Histories of the US/Mexico Border

Professor Elena McGrath’s project developed a new academic civic engagement course, History 275: History of the US/Mexico Border. This course engaged Carleton students with the Latinx community of Northfield and involved mapping collaborations between Carleton and local organizations. Through this course, students learned the contentious history of the North American borderlands region from both Mexican and US-centered perspectives.

Returning Home: An Artist’s Book Collaboration with the Nisei Veterans Committee of Seattle

Professor Fred Hagstrom published his artist’s book, Returning Home. Created in collaboration with the Nisei Veterans Committee of Seattle, Returning Home tells the story of Shiro Kashino, a Japanese-American World War II veteran who, despite being highly decorated, faced systemic discrimination that led to his dishonorable discharge. Professor Hagstrom’s work seeks to honor and celebrate his legacy.

Documentation and Preservation of German Conductor Kurt Masur Archives

Professor Juliane Schicker, is one of the first organizers of the Kurt Masur archive, which allows worldwide public access to Masur’s master class material, conversations between Masur and his colleagues, and socio-political topics such a the place of art and artists on both sides of the Iron Curtain. The project is part of an ongoing effort to strengthen the relationships between Carleton College and the International Kurt Masur Institute.

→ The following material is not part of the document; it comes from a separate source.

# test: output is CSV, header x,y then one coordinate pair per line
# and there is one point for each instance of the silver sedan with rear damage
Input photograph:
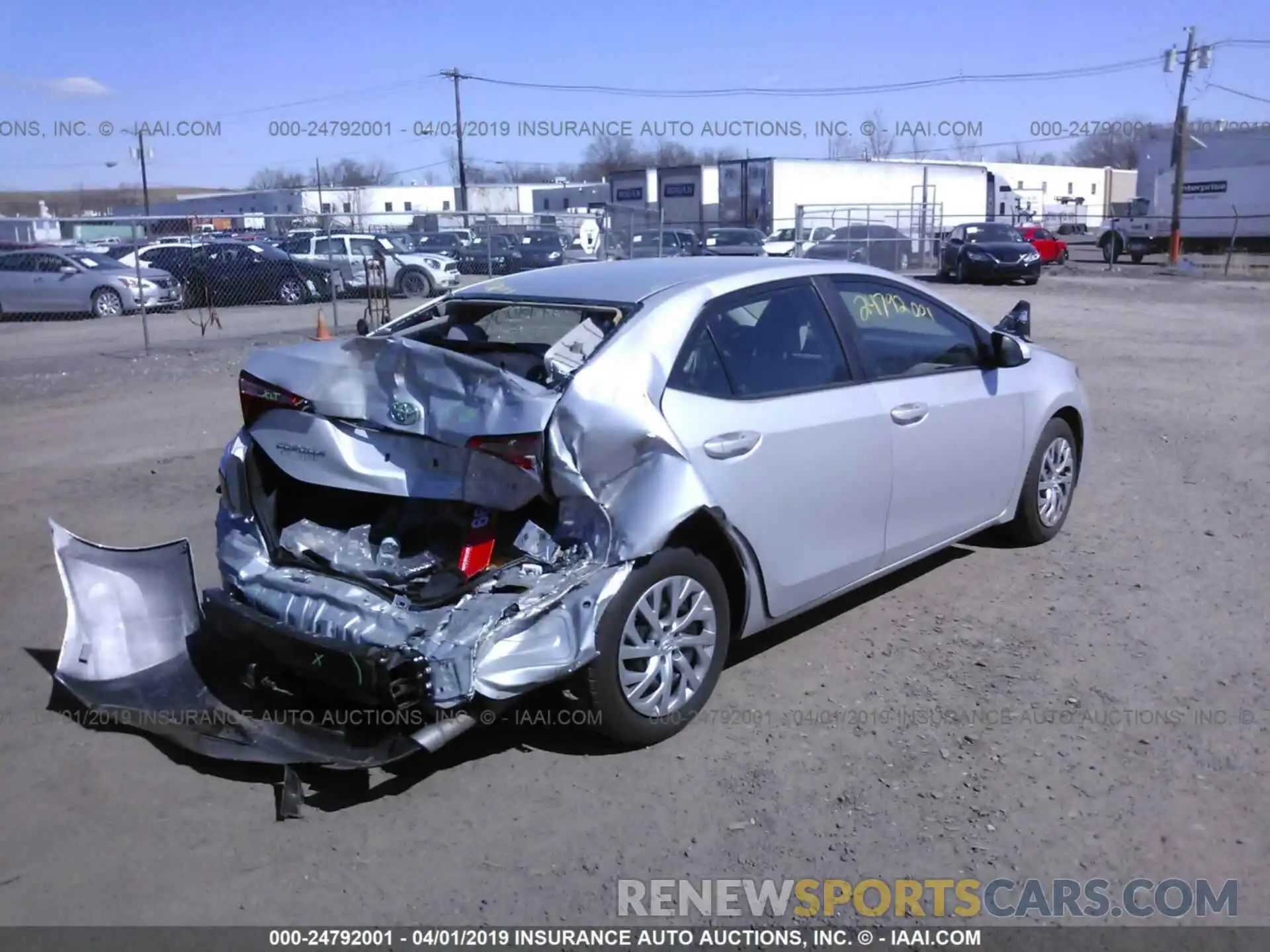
x,y
601,475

Art and Democracy Seminar: Partnering with Community Activists

Professor Ross Elfline partnered with Sam Gould and his organization, Beyond Repair, to connect students from his Art and Democracy seminar to activist artists in Minneapolis. This project asked the students to actually practice democracy by working collaboratively, not only with one another, but with community leaders and activists in the diverse Chicago-Lake district of Minneapolis.

Web Platform for Music Podcasts

In Professor Megan Sarno’s course, MUSC 121: Songs of Love, State, and Self, students produced song analyses in the form of podcasts. With a course emphasis in how music functions in culture, these podcasts invite reflection on the musical practices, group membership, and sense of identity of people who listen to music, no matter where they are. By asking her students to produce podcasts, Professor Sarno sought to make their research more accessible to a wider audience. To further that goal, Professor Sarno collaborated with Digital Humanities Assistant Director Austin Mason and Digital Technologist Celeste Sharpe to create a public website to host her students’ podcast analyses.